Unfortunately, there is still considerable industry consternation about whether the data that supports or results from this process should be instantiated in physical normalized structures prior to loading into the presentation area for querying and reporting. These normalized structures sometimes are referred to in the industry as the enterprise data warehouse; however, we believe that this terminology is a misnomer because the warehouse is actually much more encompassing than this set of normalized tables. The enterprise’s data warehouse more accurately refers to the conglomeration of an organization’s data warehouse staging and presentation areas.


The data staging area is dominated by the simple activities of sorting and sequential processing. In many cases, the data staging area is not based on relational technology but instead may consist of a system of flat files. After you validate your data for conformance with the defined one-to-one and many-toone business rules, it may be pointless to take the final step of building a fullblown third-normal-form physical database. However, there are cases where the data arrives at the doorstep of the data staging area in a third-normal-form relational format. In these situations, the managers of the data staging area simply may be more comfortable performing
the cleansing and transformation tasks using a set of normalized structures.

A normalized database for data staging storage is acceptable. However, we continue to have some reservations about this approach. The creation of both normalized structures for staging and dimensional structures for presentation means that the data is extracted, transformed, and loaded twice—once into the normalized database and then again when we load the dimensional model. Obviously, this two-step process requires more time and resources for the development effort, more time for the periodic loading or updating of data, and more capacity to store the multiple copies of the data. At the bottom line, this typically translates into the need for larger development, ongoing support, and hardware platform budgets. Unfortunately, some data warehouse project teams have failed miserably because they focused all their
energy and resources on constructing the normalized structures rather than allocating time to development of a presentation area that supports improved business decision making. While we believe that enterprise-wide data consistency is a fundamental goal of the data warehouse environment, there are equally effective and less costly approaches than physically creating a normalized set of tables in your staging area, if these structures don’t already exist.
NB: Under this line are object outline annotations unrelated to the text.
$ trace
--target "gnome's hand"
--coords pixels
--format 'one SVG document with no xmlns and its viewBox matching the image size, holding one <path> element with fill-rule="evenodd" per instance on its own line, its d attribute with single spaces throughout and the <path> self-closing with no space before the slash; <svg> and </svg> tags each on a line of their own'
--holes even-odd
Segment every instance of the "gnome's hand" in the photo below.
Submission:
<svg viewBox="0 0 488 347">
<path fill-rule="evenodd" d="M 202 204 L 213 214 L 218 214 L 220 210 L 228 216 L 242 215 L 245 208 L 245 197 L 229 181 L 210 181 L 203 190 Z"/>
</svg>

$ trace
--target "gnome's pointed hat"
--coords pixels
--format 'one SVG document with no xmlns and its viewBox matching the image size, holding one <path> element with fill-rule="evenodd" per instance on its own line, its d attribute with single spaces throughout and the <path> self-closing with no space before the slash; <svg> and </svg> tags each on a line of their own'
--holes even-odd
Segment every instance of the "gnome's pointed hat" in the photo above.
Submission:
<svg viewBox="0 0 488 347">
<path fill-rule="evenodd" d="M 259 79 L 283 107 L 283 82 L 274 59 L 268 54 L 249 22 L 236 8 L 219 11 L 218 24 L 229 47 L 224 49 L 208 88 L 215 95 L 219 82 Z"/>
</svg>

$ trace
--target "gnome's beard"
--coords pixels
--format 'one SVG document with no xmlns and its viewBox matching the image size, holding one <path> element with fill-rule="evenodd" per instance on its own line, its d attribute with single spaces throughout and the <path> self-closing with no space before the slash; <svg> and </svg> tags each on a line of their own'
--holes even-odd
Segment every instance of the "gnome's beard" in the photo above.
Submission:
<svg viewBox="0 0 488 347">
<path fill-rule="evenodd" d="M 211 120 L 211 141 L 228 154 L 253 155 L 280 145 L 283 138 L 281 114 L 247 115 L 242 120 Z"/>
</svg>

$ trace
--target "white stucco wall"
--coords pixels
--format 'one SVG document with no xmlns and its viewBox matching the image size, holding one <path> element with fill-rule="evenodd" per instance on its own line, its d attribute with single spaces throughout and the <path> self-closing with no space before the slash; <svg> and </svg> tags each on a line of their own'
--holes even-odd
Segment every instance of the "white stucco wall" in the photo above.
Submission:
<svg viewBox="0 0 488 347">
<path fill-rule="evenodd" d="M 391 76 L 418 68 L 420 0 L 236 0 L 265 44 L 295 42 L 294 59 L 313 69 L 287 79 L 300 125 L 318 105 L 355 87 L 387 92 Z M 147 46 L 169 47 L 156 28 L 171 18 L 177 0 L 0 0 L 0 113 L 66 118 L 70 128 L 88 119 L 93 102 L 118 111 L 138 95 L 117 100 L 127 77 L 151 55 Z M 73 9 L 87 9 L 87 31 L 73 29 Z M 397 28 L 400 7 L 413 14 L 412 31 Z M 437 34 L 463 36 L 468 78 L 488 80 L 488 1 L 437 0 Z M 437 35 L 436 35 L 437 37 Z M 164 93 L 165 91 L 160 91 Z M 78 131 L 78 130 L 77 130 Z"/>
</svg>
It is acceptable to create a normalized database to support the staging processes; however, this is not the end goal. The normalized structures must be off-limits to user queries because they defeat understandability and performance. As soon as a database supports query and presentation services, it must be considered part of the data warehouse presentation area. By default, normalized databases are excluded from the presentation area, which should be strictly dimensionally structured. Regardless of whether we’re working with a series of flat files or a normalized data structure in the staging area, the final step of the ETL process is the loading of data. Loading in the data warehouse environment usually takes the form of presenting the quality-assured dimensional tables to the bulk loading facilities of each data mart. The target data mart must then index the newly arrived data for query performance. When each data mart has been freshly loaded, indexed, supplied with appropriate aggregates, and further quality
assured, the user community is notified that the new data has been published.

Publishing includes communicating the nature of any changes that have occurred in the underlying dimensions and new assumptions that have been introduced into the measured or calculated facts.